Every day, Crooks and Eren tested the water’s salinity, temperature, pH, turbidity, conductivity, and levels of dissolved oxygen. “The classes I spent outside, taking data in good and bad weather, prepared me for the job,” Eren said, “especially the outdoor sessions in Blacksburg in January.” Their measurements were posted online by Upstream Alliance and two public data-sharing platforms: NASA’s Globe program and Natural Geographic’s Fieldscope.

From high ground, climate change can seem like a distant prophesy, its creeping damage visible only in time lapse. But out among the coastal islands, the team watched in real time as rising sea levels and intensifying storms thrashed a disintegrating landscape. They saw the last sand dune on Cedar Island, Virginia, wash out with the tide. They battled two weeks of gale-force winds and slept on flooded ground for half of the trip. “Ten years ago, scientists were predicting significant climate challenges for the next generation, but the future is now,” Baugh said. “No longer are we talking about our children and our grandchildren and their children. We’re talking about us.”

Less than a week after the team rounded the peninsula’s southern tip, Hurricane Joaquin stranded them for four days on Smith Island, Maryland. The storm, chased by a nor’easter, submerged a third of the island. The team waded through knee-deep high tide in the streets, and Crooks and Eren conducted water tests from a porch. Smith Island loses about two feet of shoreline to rising seas every year, and scientists predict it will be almost completely underwater by 2100. The island’s 240 permanent residents — down from 1,000 a century ago — make up what Eren called a “living museum” of the bay’s once-thriving communities of crabbers and fishermen.

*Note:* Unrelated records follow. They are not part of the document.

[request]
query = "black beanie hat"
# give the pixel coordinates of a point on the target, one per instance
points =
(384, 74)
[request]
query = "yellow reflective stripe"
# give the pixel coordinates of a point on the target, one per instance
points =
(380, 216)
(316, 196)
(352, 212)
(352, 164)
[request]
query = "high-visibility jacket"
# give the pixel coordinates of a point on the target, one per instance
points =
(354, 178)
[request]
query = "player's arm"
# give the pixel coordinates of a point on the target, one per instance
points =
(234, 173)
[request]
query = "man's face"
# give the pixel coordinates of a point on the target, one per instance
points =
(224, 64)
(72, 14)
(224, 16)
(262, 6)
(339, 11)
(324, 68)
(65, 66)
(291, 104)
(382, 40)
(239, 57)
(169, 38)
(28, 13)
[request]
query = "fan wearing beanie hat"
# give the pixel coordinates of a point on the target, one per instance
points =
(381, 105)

After the storms cleared, the team paddled hard to complete their circuit, on schedule, back at Sandy Point. The expedition had been Baugh’s chance to “pass the baton to the next generation of environmental leaders,” and, back home, Eren and Crooks mulled over what to do with the responsibility. Eren planned to follow Baugh into the nonprofit sector. Crooks vowed to connect more children with nature. “I want to show them the world is bigger than their cellphone,” she explained. “Once you have lived on the Chesapeake Bay, once you have eaten a fresh crab or swum in the water, it’s more than just a place. It becomes something you care about. To see erosion directly affecting your swimming hole, it changes your perspective.”